I am new to standard Fortran “do concurrent” GPU coding.
Recently I had my model successfully running on A800 GPU by using “do concurrent” and “-stdpar=gpu”. It is 15 times faster than serial CPU code.
Now I want to further boost the running speed. So I am now trying “-stdpar=gpu -acc=gpu -gpu=nomanaged”, while adding some “!$ACC ENTER DATA COPYIN()”, “!$ACC UPDATE HOST()”, “!$ACC UPDATE DEVICE()” to my code. But the model result is not correct yet.
I want to figure out that whether “-gpu=nomanaged” makes all “do concurrent” loops free of data transfer, if allocatable variables used are all present (already COPYIN)? Or there are still some data transfers while executing “do concurrent”?
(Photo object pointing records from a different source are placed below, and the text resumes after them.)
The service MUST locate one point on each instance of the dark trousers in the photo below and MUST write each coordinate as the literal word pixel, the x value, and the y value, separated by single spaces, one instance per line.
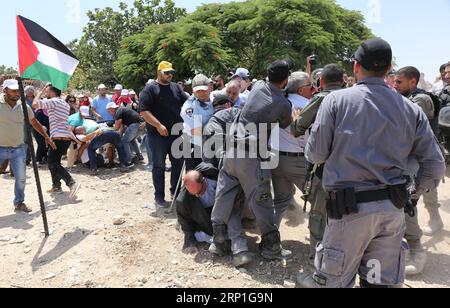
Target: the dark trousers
pixel 42 149
pixel 57 171
pixel 161 147
pixel 105 138
pixel 192 162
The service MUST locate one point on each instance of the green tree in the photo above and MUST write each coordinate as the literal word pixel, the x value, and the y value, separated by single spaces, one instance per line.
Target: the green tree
pixel 251 34
pixel 99 46
pixel 7 70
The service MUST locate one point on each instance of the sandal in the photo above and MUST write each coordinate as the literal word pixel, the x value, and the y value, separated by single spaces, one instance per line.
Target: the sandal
pixel 23 208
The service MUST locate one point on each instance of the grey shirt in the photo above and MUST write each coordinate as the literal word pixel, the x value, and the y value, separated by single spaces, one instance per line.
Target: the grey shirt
pixel 266 104
pixel 365 134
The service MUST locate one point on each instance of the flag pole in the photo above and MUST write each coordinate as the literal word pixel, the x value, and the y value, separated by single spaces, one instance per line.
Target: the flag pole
pixel 33 155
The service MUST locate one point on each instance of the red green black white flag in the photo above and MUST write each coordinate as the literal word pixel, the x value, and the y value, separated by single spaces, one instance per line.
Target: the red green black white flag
pixel 42 56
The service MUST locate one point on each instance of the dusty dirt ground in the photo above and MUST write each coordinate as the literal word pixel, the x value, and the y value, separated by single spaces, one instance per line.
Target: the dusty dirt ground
pixel 86 249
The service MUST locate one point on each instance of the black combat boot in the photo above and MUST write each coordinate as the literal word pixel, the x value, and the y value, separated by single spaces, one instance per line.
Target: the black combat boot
pixel 270 247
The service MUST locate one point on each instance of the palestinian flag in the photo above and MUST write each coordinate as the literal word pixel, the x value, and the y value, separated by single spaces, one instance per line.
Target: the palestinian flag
pixel 42 56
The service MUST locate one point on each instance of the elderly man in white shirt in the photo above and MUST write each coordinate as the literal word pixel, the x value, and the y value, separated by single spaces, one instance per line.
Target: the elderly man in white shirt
pixel 291 170
pixel 441 84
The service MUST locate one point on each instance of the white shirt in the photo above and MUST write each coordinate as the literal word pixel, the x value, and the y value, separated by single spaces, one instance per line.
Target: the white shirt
pixel 287 142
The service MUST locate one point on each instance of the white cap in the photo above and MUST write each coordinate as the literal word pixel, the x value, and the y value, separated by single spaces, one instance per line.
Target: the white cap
pixel 11 84
pixel 84 110
pixel 242 73
pixel 112 105
pixel 200 83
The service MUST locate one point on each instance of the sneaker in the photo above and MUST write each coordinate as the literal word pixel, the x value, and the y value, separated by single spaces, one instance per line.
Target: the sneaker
pixel 94 172
pixel 126 168
pixel 55 190
pixel 74 190
pixel 22 208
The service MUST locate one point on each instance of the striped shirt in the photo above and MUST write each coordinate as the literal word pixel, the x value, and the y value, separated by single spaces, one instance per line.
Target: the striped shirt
pixel 58 113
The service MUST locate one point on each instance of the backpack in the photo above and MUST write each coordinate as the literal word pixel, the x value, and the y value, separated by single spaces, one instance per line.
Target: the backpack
pixel 437 108
pixel 436 100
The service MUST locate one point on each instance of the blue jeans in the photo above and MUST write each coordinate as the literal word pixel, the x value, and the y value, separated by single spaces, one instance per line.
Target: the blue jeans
pixel 161 147
pixel 146 142
pixel 129 140
pixel 16 157
pixel 111 137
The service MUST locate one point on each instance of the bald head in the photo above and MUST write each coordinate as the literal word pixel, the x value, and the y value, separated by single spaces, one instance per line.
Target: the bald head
pixel 195 183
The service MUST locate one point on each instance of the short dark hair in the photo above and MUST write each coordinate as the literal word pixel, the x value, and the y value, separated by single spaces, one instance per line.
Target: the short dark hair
pixel 410 72
pixel 55 90
pixel 333 74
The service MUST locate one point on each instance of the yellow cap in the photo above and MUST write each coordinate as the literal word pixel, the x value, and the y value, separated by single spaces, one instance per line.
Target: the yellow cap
pixel 165 67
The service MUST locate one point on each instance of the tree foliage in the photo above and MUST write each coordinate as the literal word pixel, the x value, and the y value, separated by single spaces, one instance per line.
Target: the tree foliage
pixel 99 46
pixel 217 37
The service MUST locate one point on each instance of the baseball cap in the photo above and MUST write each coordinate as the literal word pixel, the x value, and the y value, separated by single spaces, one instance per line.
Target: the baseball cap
pixel 221 99
pixel 279 71
pixel 374 55
pixel 200 83
pixel 165 66
pixel 112 105
pixel 242 73
pixel 11 84
pixel 84 110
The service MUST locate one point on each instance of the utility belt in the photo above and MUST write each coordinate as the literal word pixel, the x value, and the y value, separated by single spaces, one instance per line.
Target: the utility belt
pixel 240 146
pixel 289 154
pixel 345 202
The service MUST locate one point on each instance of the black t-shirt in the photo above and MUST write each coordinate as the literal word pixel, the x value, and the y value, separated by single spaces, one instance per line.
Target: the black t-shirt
pixel 128 116
pixel 164 102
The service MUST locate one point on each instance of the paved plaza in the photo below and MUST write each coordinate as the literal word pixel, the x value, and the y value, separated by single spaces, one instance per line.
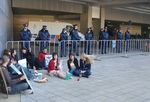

Now I get the answer by myself. It is. The model is now correct and 21 times faster. Previous code has some blanks before “!$ACC UPDATE DEVICE()” which makes the directives ignored. I wish the compiler could kindly remind me there is a risk that !$ACC UPDATE DEVICE() be ignored.
You’re likely using fixed format where comment characters must be in the first column. It’s not something that the compiler can warn you about since it’s valid to include spaces there.
Though what you can do is add the flag “-Minfo=accel”. This enables the compiler feedback messages which will show when an OpenACC directive is applied. Hence if one’s missing, then you’ll find the error.